FIG. 4 shows a simplified pictorial diagram in which information flowing from various centers comprises either a list of events that are used for the process mining that produces process models or the precalculated process models itself. Additionally various process related measures are obtained from the centers that are used by the data mining procedure (which also utilizes information from the process models), in order to detect dependencies (e.g. between measures and process courses, process types or process partitions), to detect trends and continous process changes and to produce various charts, graphs, etc. related to benchmarks and other statistical information.

For the purposes of promoting an understanding of the principles of the invention, reference has been made to the preferred embodiments illustrated in the drawings, and specific language has been used to describe these embodiments. However, no limitation of the scope of the invention is intended by this specific language, and the invention should be construed to encompass all embodiments that would normally occur to one of ordinary skill in the art.

The present invention may be described in terms of functional block components and various processing steps. Such functional blocks may be realized by any number of hardware and/or software components configured to perform the specified functions. For example, the present invention may employ various integrated circuit components, e.g., memory elements, processing elements, logic elements, look-up tables, and the like, which may carry out a variety of functions under the control of one or more microprocessors or other control devices. Similarly, where the elements of the present invention are implemented using software programming or software elements the invention may be implemented with any programming or scripting language such as C, C++, Java, assembler, or the like, with the various algorithms being implemented with any combination of data structures, objects, processes, routines or other programming elements. Furthermore, the present invention could employ any number of conventional techniques for electronics configuration, signal processing and/or control, data processing and the like.

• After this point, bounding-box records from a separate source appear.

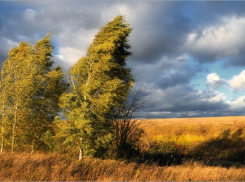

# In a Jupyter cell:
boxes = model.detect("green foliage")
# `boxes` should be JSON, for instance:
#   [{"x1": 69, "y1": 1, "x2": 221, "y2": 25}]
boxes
[
  {"x1": 0, "y1": 34, "x2": 66, "y2": 151},
  {"x1": 59, "y1": 16, "x2": 134, "y2": 156}
]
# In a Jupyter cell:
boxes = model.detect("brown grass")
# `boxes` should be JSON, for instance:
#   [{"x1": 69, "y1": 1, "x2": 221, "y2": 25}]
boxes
[
  {"x1": 0, "y1": 153, "x2": 245, "y2": 181},
  {"x1": 0, "y1": 117, "x2": 245, "y2": 181}
]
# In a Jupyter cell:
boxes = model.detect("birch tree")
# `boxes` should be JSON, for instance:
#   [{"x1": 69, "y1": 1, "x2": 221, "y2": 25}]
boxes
[
  {"x1": 60, "y1": 16, "x2": 134, "y2": 156},
  {"x1": 1, "y1": 34, "x2": 65, "y2": 152}
]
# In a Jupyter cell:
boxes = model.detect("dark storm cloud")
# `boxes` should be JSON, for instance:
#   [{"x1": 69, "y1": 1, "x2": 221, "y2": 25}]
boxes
[{"x1": 0, "y1": 1, "x2": 245, "y2": 117}]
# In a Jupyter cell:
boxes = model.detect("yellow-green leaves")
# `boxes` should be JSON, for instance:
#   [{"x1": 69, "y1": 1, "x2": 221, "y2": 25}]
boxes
[
  {"x1": 0, "y1": 34, "x2": 66, "y2": 151},
  {"x1": 60, "y1": 16, "x2": 134, "y2": 158}
]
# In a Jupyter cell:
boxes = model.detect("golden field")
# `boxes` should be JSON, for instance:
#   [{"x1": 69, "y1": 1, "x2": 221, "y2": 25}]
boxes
[{"x1": 0, "y1": 116, "x2": 245, "y2": 181}]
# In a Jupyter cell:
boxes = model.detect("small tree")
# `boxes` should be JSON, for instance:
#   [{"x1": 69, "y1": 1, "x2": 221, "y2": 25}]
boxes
[
  {"x1": 60, "y1": 16, "x2": 134, "y2": 158},
  {"x1": 109, "y1": 90, "x2": 147, "y2": 158}
]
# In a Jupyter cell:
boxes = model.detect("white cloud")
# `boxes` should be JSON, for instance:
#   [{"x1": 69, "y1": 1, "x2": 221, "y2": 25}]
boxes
[
  {"x1": 228, "y1": 70, "x2": 245, "y2": 92},
  {"x1": 206, "y1": 73, "x2": 226, "y2": 88},
  {"x1": 24, "y1": 9, "x2": 37, "y2": 22},
  {"x1": 186, "y1": 17, "x2": 245, "y2": 59},
  {"x1": 208, "y1": 91, "x2": 227, "y2": 103}
]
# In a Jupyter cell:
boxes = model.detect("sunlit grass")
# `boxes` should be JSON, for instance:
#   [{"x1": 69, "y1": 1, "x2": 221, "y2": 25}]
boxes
[{"x1": 0, "y1": 116, "x2": 245, "y2": 181}]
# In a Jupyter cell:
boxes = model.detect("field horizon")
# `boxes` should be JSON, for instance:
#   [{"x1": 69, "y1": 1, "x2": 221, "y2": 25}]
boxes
[{"x1": 0, "y1": 116, "x2": 245, "y2": 181}]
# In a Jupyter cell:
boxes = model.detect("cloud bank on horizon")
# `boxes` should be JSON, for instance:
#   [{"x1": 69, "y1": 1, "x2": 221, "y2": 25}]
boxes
[{"x1": 0, "y1": 0, "x2": 245, "y2": 118}]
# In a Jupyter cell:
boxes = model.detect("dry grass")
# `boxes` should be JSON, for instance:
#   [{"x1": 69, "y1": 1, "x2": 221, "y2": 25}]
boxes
[
  {"x1": 0, "y1": 153, "x2": 245, "y2": 181},
  {"x1": 0, "y1": 117, "x2": 245, "y2": 181}
]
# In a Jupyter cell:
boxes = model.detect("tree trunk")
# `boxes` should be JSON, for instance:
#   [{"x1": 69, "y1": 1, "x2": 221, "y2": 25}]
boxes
[
  {"x1": 79, "y1": 137, "x2": 83, "y2": 160},
  {"x1": 1, "y1": 102, "x2": 5, "y2": 153},
  {"x1": 11, "y1": 106, "x2": 18, "y2": 153}
]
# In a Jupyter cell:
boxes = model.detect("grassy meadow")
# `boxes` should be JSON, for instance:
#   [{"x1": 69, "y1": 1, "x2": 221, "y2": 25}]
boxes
[{"x1": 0, "y1": 116, "x2": 245, "y2": 181}]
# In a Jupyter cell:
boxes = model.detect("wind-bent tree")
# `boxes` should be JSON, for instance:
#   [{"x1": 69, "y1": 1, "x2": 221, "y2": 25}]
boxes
[
  {"x1": 60, "y1": 16, "x2": 134, "y2": 156},
  {"x1": 0, "y1": 34, "x2": 65, "y2": 152}
]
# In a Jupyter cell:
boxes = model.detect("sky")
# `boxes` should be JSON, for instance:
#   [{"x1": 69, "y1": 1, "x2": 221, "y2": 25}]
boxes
[{"x1": 0, "y1": 0, "x2": 245, "y2": 118}]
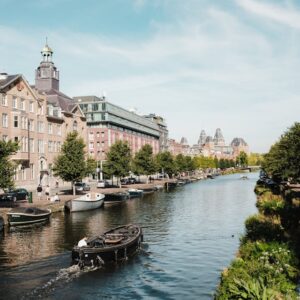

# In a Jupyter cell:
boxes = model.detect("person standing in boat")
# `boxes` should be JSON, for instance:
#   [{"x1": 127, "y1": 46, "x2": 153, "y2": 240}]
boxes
[
  {"x1": 45, "y1": 184, "x2": 50, "y2": 200},
  {"x1": 36, "y1": 184, "x2": 43, "y2": 200},
  {"x1": 77, "y1": 237, "x2": 87, "y2": 247}
]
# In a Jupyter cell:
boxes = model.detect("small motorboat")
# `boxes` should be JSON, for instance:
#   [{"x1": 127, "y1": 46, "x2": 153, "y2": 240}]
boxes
[
  {"x1": 143, "y1": 187, "x2": 157, "y2": 195},
  {"x1": 72, "y1": 224, "x2": 143, "y2": 267},
  {"x1": 65, "y1": 193, "x2": 105, "y2": 212},
  {"x1": 0, "y1": 217, "x2": 4, "y2": 232},
  {"x1": 104, "y1": 192, "x2": 130, "y2": 205},
  {"x1": 6, "y1": 207, "x2": 51, "y2": 226},
  {"x1": 128, "y1": 189, "x2": 144, "y2": 198}
]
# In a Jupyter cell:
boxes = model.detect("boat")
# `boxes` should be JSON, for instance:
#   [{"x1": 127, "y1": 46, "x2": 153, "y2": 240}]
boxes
[
  {"x1": 128, "y1": 189, "x2": 144, "y2": 198},
  {"x1": 104, "y1": 192, "x2": 129, "y2": 205},
  {"x1": 142, "y1": 187, "x2": 157, "y2": 195},
  {"x1": 0, "y1": 217, "x2": 4, "y2": 232},
  {"x1": 6, "y1": 207, "x2": 51, "y2": 226},
  {"x1": 72, "y1": 224, "x2": 143, "y2": 268},
  {"x1": 65, "y1": 193, "x2": 105, "y2": 212}
]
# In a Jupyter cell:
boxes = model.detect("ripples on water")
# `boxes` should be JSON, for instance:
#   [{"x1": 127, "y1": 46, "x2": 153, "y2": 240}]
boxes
[{"x1": 0, "y1": 174, "x2": 257, "y2": 299}]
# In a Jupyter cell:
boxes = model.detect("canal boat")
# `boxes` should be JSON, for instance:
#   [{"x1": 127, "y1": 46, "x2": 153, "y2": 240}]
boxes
[
  {"x1": 128, "y1": 189, "x2": 144, "y2": 198},
  {"x1": 72, "y1": 224, "x2": 143, "y2": 267},
  {"x1": 65, "y1": 193, "x2": 105, "y2": 212},
  {"x1": 7, "y1": 207, "x2": 51, "y2": 226},
  {"x1": 143, "y1": 187, "x2": 157, "y2": 195},
  {"x1": 0, "y1": 217, "x2": 4, "y2": 232},
  {"x1": 104, "y1": 192, "x2": 130, "y2": 205}
]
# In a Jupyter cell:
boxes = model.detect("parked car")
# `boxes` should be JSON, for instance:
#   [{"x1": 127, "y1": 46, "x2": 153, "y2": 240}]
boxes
[
  {"x1": 121, "y1": 177, "x2": 137, "y2": 184},
  {"x1": 0, "y1": 188, "x2": 29, "y2": 202},
  {"x1": 97, "y1": 180, "x2": 109, "y2": 188},
  {"x1": 74, "y1": 182, "x2": 91, "y2": 192}
]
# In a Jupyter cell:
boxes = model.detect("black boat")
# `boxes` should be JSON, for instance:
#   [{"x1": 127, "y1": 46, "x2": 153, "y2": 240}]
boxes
[
  {"x1": 7, "y1": 207, "x2": 51, "y2": 225},
  {"x1": 104, "y1": 192, "x2": 130, "y2": 204},
  {"x1": 72, "y1": 224, "x2": 143, "y2": 267},
  {"x1": 0, "y1": 217, "x2": 4, "y2": 232}
]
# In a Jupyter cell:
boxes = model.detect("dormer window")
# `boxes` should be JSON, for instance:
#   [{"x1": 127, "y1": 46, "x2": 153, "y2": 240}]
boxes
[{"x1": 73, "y1": 121, "x2": 78, "y2": 131}]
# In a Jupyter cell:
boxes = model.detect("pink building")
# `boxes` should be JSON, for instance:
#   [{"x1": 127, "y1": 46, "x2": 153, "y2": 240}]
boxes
[{"x1": 74, "y1": 96, "x2": 160, "y2": 161}]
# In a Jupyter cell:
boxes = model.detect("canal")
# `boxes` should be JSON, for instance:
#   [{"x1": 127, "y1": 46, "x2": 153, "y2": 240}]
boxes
[{"x1": 0, "y1": 173, "x2": 258, "y2": 299}]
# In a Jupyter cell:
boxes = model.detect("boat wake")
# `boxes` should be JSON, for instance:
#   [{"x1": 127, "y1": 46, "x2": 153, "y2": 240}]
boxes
[{"x1": 21, "y1": 265, "x2": 101, "y2": 300}]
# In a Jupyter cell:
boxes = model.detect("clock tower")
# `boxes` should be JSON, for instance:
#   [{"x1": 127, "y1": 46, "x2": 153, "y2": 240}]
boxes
[{"x1": 35, "y1": 42, "x2": 59, "y2": 91}]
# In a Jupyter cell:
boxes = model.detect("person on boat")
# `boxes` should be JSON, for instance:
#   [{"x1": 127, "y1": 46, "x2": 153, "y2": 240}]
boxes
[
  {"x1": 77, "y1": 237, "x2": 87, "y2": 247},
  {"x1": 45, "y1": 185, "x2": 50, "y2": 200},
  {"x1": 36, "y1": 184, "x2": 43, "y2": 200}
]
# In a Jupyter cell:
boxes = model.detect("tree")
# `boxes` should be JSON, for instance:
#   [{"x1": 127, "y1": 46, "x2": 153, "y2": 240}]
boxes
[
  {"x1": 132, "y1": 144, "x2": 157, "y2": 183},
  {"x1": 236, "y1": 151, "x2": 248, "y2": 167},
  {"x1": 156, "y1": 151, "x2": 176, "y2": 177},
  {"x1": 0, "y1": 141, "x2": 19, "y2": 189},
  {"x1": 175, "y1": 154, "x2": 186, "y2": 173},
  {"x1": 262, "y1": 122, "x2": 300, "y2": 182},
  {"x1": 105, "y1": 141, "x2": 131, "y2": 187},
  {"x1": 53, "y1": 132, "x2": 89, "y2": 195}
]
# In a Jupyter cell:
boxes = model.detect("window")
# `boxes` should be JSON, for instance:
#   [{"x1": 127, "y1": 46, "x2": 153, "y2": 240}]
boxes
[
  {"x1": 48, "y1": 123, "x2": 52, "y2": 134},
  {"x1": 38, "y1": 121, "x2": 44, "y2": 132},
  {"x1": 29, "y1": 139, "x2": 34, "y2": 153},
  {"x1": 13, "y1": 96, "x2": 18, "y2": 108},
  {"x1": 1, "y1": 94, "x2": 7, "y2": 106},
  {"x1": 29, "y1": 101, "x2": 34, "y2": 112},
  {"x1": 30, "y1": 164, "x2": 34, "y2": 179},
  {"x1": 38, "y1": 140, "x2": 44, "y2": 153},
  {"x1": 73, "y1": 121, "x2": 77, "y2": 131},
  {"x1": 29, "y1": 119, "x2": 34, "y2": 131},
  {"x1": 2, "y1": 114, "x2": 8, "y2": 128},
  {"x1": 57, "y1": 124, "x2": 61, "y2": 135},
  {"x1": 20, "y1": 99, "x2": 25, "y2": 110},
  {"x1": 14, "y1": 116, "x2": 19, "y2": 128}
]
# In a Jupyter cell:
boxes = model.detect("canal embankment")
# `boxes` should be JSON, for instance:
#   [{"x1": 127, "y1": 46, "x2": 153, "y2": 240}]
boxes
[
  {"x1": 215, "y1": 184, "x2": 300, "y2": 300},
  {"x1": 0, "y1": 178, "x2": 180, "y2": 225}
]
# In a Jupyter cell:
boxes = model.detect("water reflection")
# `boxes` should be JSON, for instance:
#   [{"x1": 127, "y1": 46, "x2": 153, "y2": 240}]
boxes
[{"x1": 0, "y1": 174, "x2": 257, "y2": 299}]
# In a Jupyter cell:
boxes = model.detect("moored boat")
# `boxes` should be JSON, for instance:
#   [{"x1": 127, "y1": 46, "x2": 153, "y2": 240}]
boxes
[
  {"x1": 128, "y1": 189, "x2": 144, "y2": 198},
  {"x1": 65, "y1": 193, "x2": 105, "y2": 212},
  {"x1": 104, "y1": 192, "x2": 129, "y2": 204},
  {"x1": 72, "y1": 224, "x2": 143, "y2": 267},
  {"x1": 6, "y1": 207, "x2": 51, "y2": 225}
]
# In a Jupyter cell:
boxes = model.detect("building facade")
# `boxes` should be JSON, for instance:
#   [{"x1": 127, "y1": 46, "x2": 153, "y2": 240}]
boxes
[
  {"x1": 0, "y1": 45, "x2": 87, "y2": 189},
  {"x1": 74, "y1": 96, "x2": 160, "y2": 161}
]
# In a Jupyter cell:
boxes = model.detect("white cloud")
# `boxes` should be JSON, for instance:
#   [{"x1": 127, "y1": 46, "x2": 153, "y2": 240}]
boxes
[{"x1": 236, "y1": 0, "x2": 300, "y2": 29}]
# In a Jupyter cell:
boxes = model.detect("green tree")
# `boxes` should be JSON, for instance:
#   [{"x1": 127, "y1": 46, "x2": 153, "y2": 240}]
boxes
[
  {"x1": 262, "y1": 123, "x2": 300, "y2": 181},
  {"x1": 132, "y1": 144, "x2": 157, "y2": 183},
  {"x1": 175, "y1": 154, "x2": 186, "y2": 173},
  {"x1": 0, "y1": 141, "x2": 19, "y2": 189},
  {"x1": 156, "y1": 151, "x2": 177, "y2": 177},
  {"x1": 236, "y1": 151, "x2": 248, "y2": 167},
  {"x1": 105, "y1": 141, "x2": 131, "y2": 187},
  {"x1": 53, "y1": 132, "x2": 89, "y2": 195}
]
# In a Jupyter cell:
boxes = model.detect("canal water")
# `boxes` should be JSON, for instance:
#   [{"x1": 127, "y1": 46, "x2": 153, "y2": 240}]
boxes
[{"x1": 0, "y1": 173, "x2": 258, "y2": 299}]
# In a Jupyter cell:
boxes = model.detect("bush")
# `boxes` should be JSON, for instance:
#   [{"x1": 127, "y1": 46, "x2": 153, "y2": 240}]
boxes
[
  {"x1": 245, "y1": 215, "x2": 285, "y2": 241},
  {"x1": 215, "y1": 242, "x2": 299, "y2": 299}
]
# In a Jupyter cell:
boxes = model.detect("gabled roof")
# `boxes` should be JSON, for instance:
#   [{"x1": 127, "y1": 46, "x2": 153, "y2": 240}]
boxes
[{"x1": 0, "y1": 74, "x2": 22, "y2": 90}]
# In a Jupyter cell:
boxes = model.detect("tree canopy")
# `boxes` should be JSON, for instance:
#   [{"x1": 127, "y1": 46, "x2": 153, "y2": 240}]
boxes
[
  {"x1": 132, "y1": 144, "x2": 157, "y2": 179},
  {"x1": 262, "y1": 122, "x2": 300, "y2": 182},
  {"x1": 105, "y1": 141, "x2": 131, "y2": 185},
  {"x1": 53, "y1": 132, "x2": 90, "y2": 192},
  {"x1": 0, "y1": 141, "x2": 19, "y2": 189}
]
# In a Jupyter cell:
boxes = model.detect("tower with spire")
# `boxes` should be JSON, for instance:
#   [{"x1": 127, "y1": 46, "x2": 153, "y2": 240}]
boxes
[{"x1": 35, "y1": 39, "x2": 59, "y2": 91}]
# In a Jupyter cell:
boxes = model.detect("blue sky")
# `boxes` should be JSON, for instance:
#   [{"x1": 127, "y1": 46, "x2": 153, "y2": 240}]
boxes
[{"x1": 0, "y1": 0, "x2": 300, "y2": 152}]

The particular implementations shown and described herein are illustrative examples of the invention and are not intended to otherwise limit the scope of the invention in any way. For the sake of brevity, conventional electronics, control systems, software development and other functional aspects of the systems (and components of the individual operating components of the systems) may not be described in detail. Furthermore, the connecting lines, or connectors shown in the various figures presented are intended to represent exemplary functional relationships and/or physical or logical couplings between the various elements. It should be noted that many alternative or additional functional relationships, physical connections or logical connections may be present in a practical device. Moreover, no item or component is essential to the practice of the invention unless the element is specifically described as “essential” or “critical”. Numerous modifications and adaptations will be readily apparent to those skilled in this art without departing from the spirit and scope of the present invention.